The Cass Freight Index accurately measures trends in North American shipping activity based on $20 billion in paid freight expenses of roughly 350 of America’s largest shippers, according to Cass officials.

As LM has reported, many trucking industry executives and analysts consider the Cass Freight Index to be the most accurate barometer of freight volumes and market conditions, with many analysts noting that the Cass Freight Index sometimes leads the American Trucking Associations (ATA) tonnage index at turning points, which lends to the value of the Cass Freight Index.

Freight shipments in January were down both sequentially and annually. Shipments—
at 1.020—were down 4.8 percent compared to December and down 2.5 percent compared to January 2013. January marks the 30th consecutive month shipments were above the 1.0 mark since May 2010, when shipments moved above the 1.0 mark for the first time since November 2008.

Cass officials said that total shipment volume has fallen in each of the last four months, which mirrors the contraction in GDP during the same period. And they added that in each of the last two years freight shipment volume ended the year at roughly the same pace they began, but 2013 is the first year since the recession that January shipments were lower annually.

Taking this a step further, the report said that total 2012 railroad carloadings were below 2011 and contracting at the end of the year, and January rail movements began the month strong before slowing down in the second half of the month.

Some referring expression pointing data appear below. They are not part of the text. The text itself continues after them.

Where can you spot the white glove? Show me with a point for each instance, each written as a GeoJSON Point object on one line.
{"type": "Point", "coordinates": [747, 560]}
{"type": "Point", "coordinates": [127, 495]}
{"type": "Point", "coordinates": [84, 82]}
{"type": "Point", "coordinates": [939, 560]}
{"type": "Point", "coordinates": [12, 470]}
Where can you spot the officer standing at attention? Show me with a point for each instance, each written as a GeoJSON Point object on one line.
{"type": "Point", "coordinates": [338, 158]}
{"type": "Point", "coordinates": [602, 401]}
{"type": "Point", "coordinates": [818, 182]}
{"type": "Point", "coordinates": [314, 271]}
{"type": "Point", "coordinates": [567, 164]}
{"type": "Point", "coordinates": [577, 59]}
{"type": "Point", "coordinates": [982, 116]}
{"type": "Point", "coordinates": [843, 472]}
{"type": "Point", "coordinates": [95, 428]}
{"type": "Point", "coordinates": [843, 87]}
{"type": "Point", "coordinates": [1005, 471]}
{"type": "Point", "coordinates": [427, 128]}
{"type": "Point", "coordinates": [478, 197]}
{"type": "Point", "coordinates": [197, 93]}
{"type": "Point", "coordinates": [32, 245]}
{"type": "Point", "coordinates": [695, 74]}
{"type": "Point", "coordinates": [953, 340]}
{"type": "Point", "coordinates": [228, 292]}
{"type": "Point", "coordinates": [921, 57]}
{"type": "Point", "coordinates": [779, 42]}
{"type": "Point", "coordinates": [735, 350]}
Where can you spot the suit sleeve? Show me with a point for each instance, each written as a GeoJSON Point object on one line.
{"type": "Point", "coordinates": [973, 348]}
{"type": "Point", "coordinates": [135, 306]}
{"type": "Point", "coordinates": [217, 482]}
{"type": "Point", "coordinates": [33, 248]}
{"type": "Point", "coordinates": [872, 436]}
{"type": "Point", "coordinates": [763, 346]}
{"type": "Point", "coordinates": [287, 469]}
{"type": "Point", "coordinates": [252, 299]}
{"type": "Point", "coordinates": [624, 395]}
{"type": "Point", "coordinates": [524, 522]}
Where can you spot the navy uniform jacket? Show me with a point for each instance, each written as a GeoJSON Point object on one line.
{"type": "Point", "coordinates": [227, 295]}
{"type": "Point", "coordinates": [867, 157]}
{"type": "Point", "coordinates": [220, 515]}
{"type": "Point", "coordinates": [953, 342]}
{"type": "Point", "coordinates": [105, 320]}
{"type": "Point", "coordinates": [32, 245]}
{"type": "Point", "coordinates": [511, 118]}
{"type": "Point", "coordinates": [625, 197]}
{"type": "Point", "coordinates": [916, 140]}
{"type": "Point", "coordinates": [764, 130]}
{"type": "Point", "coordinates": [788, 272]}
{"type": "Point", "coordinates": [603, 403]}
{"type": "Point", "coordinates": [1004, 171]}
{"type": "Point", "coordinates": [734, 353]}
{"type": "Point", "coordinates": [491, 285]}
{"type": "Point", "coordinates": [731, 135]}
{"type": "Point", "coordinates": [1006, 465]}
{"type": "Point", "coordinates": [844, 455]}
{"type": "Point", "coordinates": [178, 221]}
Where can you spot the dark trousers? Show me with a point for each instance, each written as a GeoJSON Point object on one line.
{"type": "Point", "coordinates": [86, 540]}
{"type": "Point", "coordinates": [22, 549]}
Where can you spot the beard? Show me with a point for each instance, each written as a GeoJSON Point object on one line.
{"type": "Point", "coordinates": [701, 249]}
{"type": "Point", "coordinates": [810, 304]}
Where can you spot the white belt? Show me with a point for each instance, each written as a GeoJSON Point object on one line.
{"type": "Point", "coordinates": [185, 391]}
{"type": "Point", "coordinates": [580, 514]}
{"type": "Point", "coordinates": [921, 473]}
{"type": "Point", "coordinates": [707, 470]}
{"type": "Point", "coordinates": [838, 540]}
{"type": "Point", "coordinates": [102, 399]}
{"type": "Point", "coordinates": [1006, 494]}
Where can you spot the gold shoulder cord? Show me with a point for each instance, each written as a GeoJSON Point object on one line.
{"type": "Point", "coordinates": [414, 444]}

And it added that truck shipments were “sluggish” in January, whereas intermodal nearly broke an annual record in 2012 and was up 3.5 percent in January compared to December.

Rosalyn Wilson, senior business analyst with Delcan Corporation and author of the annual CSCMP State of Logistics report, said in the report that even though there are signs that some sectors of the economy are trending positively, there are some things holding down freight shipments, among them are inventory levels.

“Inventory levels ‐ which have climbed higher than pre‐recession levels ‐ accompanied by lagging sales, pushed up the inventory to sales ratio in the second half of 2012,” wrote Wilson. “In January, the inventory to sales ratio was unchanged from December at 1.28. This level indicates that the inventory buildup may be cause for some concern and is impacting future orders for goods. Mounting unsold inventory could result in inventory rationalization and increased obsolescence. Retailers and their suppliers are placing smaller orders to bring the inventory sales to inventory ratio back in line. High inventories without corresponding high sales reduce the number of loads being shipped throughout the system.”

January freight expenditures at 2.233 were 5.5 percent below December and down 1.6 percent compared to January 2012. The decline in Expenditures growth snapped a four-month streak of gains, following three months of declines from June through August.

The annual decline in freight expenditures is in sharp contrast to previous annual January gains in recent years of 22.1 percent and 27.2 percent, respectively, in January 2012 and January 2011.

Wilson said the decline in shipment volumes represent a significant portion of the decline, adding that capacity in the truckload spot market is currently not tight, which has pushed down spot market rates.

A noted freight transportation expert told LM the current Cass data represents a very accurate reflection of freight transportation market activity.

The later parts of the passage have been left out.